A new agent, undergoing advanced clinical research trials at the University of Utah Medical Center, could be approved for use by the federal Food and Drug Administration as early as 1990 for the treatment of brain cancer.

This is promising news to the more than 17,000 Americans who annually are diagnosed with primary brain cancer. Another 90,000 Americans a year show first-time evidence of metastatic brain cancer.Yet historically, patients with brain cancer have very poor survival rates - about 5 percent over five years.

Researchers are hopeful that ImuVert, an anti-cancer agent produced by Cell Technology in Boulder, Colo., can improve these statistics.

Company officials say the outlook is promising.

W. Terrance Schreier, Cell Technology president, told the Deseret News that initial trials have shown that ImuVert is the only non-chemotherapeutic agent that has shown a high level of efficacy with relatively few side effects for the treatment of cancer - particularly brain cancer.

ImuVert, he explained is not a drug. Rather it's a biological response modifier, a substance used to initiate and enhance a natural, sequential, multifaceted immune response to cancer.

Between 1985-86, the company completed three Phase I toxicity trials, in which ImuVert was given to a total of 88 cancer patients at various dosage levels. "These patients had been diagnosed with advanced cancer and virtually all had failed to respond to multiple conventional cancer treatments such as surgery, radiation and chemotherapy," Schreier said.

The agent, administered by injection, was well-tolerated at all dosages and schedules tested.

Schreier said that although temperature elevation and other flu-like symptoms commonly occurred after ImuVert treatment, there were no serious organ system toxicities experienced by patients participating in the trials.

In addition, the condition of 35 percent of the 88 patients evaluated improved.

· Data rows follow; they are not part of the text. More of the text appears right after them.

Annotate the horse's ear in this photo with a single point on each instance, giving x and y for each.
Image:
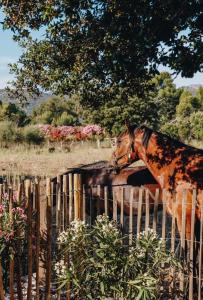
(127, 124)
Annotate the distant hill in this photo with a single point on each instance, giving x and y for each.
(192, 88)
(35, 102)
(32, 102)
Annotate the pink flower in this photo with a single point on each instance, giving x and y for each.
(1, 209)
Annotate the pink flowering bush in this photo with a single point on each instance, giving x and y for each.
(12, 225)
(64, 133)
(90, 130)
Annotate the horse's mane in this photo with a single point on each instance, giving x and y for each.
(148, 132)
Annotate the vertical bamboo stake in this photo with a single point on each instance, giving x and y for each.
(77, 197)
(173, 229)
(200, 251)
(147, 209)
(194, 197)
(2, 293)
(98, 199)
(29, 204)
(48, 260)
(1, 192)
(122, 206)
(155, 209)
(114, 206)
(70, 186)
(58, 201)
(43, 231)
(11, 267)
(65, 202)
(18, 260)
(131, 217)
(37, 203)
(106, 201)
(139, 213)
(184, 201)
(84, 203)
(163, 227)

Based on the safety results from these trials, the company focused its Phase II trial on brain cancer "primarily due to efficacy results observed with brain cancer patients during Phase I trials and the lack of any meaningful treatment commercially available for this lethal disease," Schreier said.

The advanced brain tumor trails are currently under way at the U. Medical Center, under the direction of Dr. Kurt Jaeckle, assistant professor of neurology.

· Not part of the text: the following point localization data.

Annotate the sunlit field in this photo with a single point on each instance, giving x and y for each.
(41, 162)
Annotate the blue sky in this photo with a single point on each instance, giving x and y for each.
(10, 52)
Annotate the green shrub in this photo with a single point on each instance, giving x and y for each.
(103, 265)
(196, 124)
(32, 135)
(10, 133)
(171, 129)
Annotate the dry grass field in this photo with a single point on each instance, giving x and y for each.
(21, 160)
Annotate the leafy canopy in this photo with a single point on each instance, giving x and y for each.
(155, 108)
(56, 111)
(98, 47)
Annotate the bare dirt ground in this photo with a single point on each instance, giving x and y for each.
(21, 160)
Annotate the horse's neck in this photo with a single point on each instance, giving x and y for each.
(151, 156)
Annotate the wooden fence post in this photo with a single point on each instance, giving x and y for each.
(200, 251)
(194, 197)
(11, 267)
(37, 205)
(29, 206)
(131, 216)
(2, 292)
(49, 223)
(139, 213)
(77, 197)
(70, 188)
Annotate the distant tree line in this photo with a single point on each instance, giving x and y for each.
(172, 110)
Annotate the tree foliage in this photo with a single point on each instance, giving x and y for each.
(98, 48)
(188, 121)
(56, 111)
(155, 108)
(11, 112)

"In the Phase II Utah brain cancer trial, ImuVert has shown a stunning 40 percent response rate in 17 patients with terminal brain tumors," Schreier said.

Patient responses included one complete response (no detectable tumor) in one patient after 36 weeks of treatment without recurrence at 48 weeks; one 93 percent reduction of tumor size after 24 weeks of treatment which has remained stable at 36 weeks.

Schreier said there were also two minor responses and two stable patients with no increase in tumor size. "Average survival for patients has been five months and three out of the 17 have survived to 11 months," he said.

Last month advanced Phase II/Phase III brain cancer trails also began at the U. ImuVert will be compared against various chemotherapeutic agents presently used in treating brain cancer.

If the results of these trials prove successful, the company may seek FDA approval in late 1989 to begin marketing ImuVert for the treatment of brain cancer as early as 1990.

The chief executive officer emphasizes the word "treatment."

"The company's tag line, `improving the quality of life,' simply sets up the notion that we are not in the business to cure cancer," he said. "There is no such thing as curing cancer."

ImuVert, he said, is just an alternative to the conventional cancer therapies - surgically removing the cancer, burning it out through radiation, or poisoning it with chemotherapeutic agents.